Traits feel like a more powerful mix of dunder methods, abc.ABC, and typing.Protocol. I miss Rust’s enums every time I write Python, and Option<T> would make any PEP-505 fans jealous (myself included).

The borrow checker rarely got in my way. The rules are straightforward: a value has a single owner, and only one mutable reference at a time. I also barely had to think about lifetimes since the compiler inferred most of them. Things only got rough when I experimented with async and started running into more cryptic borrow checker errors, but that is a story for another time.

The project evolved alongside my understanding of Rust.
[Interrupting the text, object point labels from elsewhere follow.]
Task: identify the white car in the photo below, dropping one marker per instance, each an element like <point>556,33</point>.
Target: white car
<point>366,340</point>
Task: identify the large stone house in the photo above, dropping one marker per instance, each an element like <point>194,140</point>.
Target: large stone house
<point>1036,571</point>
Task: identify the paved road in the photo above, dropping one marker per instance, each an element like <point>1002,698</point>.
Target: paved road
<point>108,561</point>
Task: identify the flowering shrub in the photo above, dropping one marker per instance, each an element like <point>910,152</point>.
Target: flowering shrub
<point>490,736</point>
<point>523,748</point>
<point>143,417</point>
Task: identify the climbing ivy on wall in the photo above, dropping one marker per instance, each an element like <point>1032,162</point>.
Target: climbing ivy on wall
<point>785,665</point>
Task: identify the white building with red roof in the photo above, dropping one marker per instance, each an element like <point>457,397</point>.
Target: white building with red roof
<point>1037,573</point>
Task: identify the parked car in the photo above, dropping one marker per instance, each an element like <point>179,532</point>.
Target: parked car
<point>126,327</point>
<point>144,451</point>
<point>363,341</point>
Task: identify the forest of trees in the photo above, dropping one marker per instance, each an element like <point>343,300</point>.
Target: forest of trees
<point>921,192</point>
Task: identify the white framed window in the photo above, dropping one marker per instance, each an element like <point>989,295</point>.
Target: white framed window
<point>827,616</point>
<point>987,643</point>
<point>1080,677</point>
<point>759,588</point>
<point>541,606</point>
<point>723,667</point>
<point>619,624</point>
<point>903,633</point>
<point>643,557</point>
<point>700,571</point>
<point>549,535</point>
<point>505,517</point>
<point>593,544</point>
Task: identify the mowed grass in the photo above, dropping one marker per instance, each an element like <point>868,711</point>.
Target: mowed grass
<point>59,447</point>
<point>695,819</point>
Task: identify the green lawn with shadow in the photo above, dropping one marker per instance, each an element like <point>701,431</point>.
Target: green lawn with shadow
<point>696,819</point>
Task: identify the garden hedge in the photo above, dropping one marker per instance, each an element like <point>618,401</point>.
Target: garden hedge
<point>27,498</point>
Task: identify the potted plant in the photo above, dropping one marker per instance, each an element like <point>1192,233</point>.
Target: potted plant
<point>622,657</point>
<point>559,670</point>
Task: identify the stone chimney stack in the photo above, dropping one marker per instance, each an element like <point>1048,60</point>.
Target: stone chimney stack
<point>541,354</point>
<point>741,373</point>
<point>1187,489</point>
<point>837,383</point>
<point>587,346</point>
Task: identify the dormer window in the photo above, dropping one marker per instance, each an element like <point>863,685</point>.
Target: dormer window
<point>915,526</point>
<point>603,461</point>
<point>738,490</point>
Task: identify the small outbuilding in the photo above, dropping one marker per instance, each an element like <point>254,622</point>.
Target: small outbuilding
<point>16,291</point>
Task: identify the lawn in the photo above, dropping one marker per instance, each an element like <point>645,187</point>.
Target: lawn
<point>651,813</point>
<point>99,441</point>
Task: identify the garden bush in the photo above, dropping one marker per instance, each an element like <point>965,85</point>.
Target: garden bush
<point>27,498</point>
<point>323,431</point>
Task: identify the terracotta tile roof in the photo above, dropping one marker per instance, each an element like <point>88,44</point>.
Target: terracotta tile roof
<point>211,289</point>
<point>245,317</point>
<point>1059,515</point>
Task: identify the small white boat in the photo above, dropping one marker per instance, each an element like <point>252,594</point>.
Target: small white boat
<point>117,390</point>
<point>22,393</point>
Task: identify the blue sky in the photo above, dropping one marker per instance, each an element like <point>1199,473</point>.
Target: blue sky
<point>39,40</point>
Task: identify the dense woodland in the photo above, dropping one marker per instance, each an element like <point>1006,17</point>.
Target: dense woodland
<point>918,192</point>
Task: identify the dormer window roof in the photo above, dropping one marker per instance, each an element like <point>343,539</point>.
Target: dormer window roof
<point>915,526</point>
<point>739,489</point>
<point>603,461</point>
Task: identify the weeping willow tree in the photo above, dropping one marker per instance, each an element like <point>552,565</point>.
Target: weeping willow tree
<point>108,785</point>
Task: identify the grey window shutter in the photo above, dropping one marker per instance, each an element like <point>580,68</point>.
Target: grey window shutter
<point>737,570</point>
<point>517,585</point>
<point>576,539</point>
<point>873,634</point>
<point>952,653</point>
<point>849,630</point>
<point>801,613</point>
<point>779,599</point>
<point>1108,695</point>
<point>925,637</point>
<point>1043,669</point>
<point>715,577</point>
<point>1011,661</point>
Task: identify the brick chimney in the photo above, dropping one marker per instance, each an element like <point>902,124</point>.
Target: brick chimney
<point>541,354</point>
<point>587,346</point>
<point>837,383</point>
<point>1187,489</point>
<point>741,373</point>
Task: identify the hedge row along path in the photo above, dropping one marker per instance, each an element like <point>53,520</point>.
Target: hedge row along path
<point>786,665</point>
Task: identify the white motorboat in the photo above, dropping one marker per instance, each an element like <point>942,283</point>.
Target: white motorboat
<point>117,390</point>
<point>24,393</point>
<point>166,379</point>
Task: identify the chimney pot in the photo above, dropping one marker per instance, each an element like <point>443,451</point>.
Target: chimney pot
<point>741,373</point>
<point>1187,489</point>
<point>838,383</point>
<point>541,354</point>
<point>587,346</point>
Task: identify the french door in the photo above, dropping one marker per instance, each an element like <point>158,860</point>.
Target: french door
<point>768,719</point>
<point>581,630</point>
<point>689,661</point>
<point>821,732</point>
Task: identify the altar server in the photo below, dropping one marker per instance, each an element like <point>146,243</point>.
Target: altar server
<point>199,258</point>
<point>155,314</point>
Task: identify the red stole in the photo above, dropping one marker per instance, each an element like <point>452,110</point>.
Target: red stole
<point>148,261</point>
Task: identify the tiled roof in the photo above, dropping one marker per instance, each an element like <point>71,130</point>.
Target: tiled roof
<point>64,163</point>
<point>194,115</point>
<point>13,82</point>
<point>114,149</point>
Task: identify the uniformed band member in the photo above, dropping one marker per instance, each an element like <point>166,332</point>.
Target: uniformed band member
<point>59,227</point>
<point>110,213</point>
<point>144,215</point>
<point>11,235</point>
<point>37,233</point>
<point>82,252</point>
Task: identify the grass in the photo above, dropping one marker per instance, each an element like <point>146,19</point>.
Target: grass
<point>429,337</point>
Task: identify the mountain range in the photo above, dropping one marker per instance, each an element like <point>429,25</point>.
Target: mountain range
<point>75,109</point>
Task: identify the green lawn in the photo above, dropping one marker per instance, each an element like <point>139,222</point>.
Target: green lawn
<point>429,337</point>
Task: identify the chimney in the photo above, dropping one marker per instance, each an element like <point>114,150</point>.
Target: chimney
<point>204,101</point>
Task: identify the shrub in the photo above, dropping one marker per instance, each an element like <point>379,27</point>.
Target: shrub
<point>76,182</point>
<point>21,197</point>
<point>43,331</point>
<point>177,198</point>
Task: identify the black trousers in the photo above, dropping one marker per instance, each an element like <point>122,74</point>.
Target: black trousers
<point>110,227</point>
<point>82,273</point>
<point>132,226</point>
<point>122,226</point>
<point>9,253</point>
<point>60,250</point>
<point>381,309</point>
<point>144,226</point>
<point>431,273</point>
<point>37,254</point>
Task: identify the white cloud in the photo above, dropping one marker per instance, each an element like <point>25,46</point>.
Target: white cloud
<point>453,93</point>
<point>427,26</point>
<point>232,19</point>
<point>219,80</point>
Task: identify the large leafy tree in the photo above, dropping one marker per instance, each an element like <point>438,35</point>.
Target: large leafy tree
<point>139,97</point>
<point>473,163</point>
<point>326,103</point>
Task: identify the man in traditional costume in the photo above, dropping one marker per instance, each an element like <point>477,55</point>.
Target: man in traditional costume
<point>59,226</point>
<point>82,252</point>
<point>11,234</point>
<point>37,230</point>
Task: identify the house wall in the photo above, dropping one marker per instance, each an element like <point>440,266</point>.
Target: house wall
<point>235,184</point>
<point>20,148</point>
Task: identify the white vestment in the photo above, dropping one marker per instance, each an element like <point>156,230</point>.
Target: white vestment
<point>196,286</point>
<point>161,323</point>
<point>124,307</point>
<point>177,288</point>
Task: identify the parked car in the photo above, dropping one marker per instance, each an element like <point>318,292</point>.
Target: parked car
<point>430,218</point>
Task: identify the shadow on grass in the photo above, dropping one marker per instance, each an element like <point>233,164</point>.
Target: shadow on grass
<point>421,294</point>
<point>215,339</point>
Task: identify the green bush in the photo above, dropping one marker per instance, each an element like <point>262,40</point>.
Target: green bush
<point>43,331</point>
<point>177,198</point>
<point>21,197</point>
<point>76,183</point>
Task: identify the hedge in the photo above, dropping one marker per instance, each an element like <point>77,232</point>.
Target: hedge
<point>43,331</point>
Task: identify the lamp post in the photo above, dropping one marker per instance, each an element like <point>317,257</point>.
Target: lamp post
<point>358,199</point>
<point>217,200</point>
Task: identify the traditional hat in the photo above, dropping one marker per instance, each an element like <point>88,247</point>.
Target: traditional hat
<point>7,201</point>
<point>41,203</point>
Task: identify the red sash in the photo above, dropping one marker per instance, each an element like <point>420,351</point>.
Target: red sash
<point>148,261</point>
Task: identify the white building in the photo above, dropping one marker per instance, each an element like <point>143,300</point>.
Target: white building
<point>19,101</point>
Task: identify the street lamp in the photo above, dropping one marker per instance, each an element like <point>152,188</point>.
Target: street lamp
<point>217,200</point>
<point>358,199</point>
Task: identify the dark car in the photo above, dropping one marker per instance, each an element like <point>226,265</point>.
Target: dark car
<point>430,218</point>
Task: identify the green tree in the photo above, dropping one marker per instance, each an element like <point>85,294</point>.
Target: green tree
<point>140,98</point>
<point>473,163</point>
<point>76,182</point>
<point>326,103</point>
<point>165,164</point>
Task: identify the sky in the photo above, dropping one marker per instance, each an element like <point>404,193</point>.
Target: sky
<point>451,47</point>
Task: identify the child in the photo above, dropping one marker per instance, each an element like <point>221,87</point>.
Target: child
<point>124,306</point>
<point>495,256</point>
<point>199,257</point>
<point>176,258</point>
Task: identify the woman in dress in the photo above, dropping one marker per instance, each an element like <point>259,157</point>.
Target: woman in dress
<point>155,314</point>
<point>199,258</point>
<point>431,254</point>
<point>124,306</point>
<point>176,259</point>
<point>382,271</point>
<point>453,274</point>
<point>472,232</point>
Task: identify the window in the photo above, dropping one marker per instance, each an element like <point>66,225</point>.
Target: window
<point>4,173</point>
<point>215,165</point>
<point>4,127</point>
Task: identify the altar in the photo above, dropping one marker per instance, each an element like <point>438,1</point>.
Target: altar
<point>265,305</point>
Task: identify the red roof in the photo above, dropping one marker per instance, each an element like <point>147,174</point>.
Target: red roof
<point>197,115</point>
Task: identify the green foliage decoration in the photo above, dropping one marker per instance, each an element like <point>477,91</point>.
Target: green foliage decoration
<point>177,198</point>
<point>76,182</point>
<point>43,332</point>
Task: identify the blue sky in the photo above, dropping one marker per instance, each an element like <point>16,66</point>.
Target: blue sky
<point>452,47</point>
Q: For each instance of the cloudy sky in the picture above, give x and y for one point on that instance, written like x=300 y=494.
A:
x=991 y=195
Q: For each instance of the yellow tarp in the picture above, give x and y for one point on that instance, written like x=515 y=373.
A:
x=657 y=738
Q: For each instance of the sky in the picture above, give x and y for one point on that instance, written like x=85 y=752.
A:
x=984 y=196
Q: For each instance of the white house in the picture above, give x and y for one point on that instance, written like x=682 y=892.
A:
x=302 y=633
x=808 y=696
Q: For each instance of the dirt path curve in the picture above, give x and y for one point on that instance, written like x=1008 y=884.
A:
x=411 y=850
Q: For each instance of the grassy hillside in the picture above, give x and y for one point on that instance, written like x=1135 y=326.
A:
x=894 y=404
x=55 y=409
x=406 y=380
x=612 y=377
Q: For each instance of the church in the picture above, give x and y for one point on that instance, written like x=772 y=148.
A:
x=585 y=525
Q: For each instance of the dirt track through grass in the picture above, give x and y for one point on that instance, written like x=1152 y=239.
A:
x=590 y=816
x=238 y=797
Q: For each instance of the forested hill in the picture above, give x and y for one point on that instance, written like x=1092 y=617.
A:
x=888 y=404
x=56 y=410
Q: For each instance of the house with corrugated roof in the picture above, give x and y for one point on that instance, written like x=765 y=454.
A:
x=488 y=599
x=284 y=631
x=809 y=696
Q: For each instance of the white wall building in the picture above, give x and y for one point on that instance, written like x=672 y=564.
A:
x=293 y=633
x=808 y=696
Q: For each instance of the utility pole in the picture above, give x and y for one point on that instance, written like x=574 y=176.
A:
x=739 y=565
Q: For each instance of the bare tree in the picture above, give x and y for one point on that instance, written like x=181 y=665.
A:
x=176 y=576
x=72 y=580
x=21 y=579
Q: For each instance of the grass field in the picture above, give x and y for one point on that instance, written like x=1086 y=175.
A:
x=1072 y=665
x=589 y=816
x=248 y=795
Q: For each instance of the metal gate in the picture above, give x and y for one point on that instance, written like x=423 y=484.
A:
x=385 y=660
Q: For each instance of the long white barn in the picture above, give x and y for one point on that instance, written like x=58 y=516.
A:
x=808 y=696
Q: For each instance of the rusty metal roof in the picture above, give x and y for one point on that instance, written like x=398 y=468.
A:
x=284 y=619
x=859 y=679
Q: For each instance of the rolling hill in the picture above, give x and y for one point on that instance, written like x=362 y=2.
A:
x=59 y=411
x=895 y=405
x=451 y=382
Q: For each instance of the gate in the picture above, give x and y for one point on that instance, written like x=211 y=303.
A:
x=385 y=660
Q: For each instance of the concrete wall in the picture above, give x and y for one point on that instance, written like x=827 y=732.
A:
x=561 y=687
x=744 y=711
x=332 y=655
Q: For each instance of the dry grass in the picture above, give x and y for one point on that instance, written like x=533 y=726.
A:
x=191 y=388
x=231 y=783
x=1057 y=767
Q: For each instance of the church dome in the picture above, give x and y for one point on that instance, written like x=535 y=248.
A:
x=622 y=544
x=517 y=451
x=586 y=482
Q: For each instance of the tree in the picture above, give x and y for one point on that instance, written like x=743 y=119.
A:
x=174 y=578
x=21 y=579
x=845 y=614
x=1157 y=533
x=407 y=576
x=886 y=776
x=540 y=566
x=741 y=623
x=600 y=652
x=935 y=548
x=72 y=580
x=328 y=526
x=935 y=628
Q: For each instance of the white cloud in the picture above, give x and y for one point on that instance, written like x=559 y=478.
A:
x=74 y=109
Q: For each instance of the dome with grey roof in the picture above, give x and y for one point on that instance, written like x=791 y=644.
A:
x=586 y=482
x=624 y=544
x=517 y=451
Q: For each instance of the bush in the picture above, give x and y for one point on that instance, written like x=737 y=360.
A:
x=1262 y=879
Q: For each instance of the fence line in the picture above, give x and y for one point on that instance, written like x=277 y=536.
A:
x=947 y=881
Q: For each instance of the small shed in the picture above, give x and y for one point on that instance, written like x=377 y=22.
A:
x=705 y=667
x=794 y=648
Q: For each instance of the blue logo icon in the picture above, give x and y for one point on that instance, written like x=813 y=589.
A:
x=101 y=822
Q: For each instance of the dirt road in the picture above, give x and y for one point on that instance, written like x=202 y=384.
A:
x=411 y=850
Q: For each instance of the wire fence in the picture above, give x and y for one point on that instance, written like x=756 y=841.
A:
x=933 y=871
The first version of the parser was a fairly direct port of the Python implementation with an almost identical API. Even so, the Rust version ended up being several times faster. Some of that came from Rust itself, but the process also highlighted inefficiencies in the Python implementation. Taking those lessons back, I was able to remove quite a bit of slower code and narrow the performance gap. Later versions of the Rust library evolved into a more idiomatic API. Ironically, the Python implementation was eventually updated to be closer to the Rust API wherever it made sense.

rnzb

Python bindings to the NZB-rs library - a spec compliant parser for NZB files, written in Rust

[GitHub] [PyPI]

A third NZB parser? Yes. At this point I might have a problem.

After writing one in Python and another in Rust, I had a thought: “Wouldn’t it be cool to use the Rust implementation directly from Python and get the best of both worlds?” Spoiler alert: yes.

My goal was simple: a drop-in replacement so existing Python code could immediately benefit from the Rust parser.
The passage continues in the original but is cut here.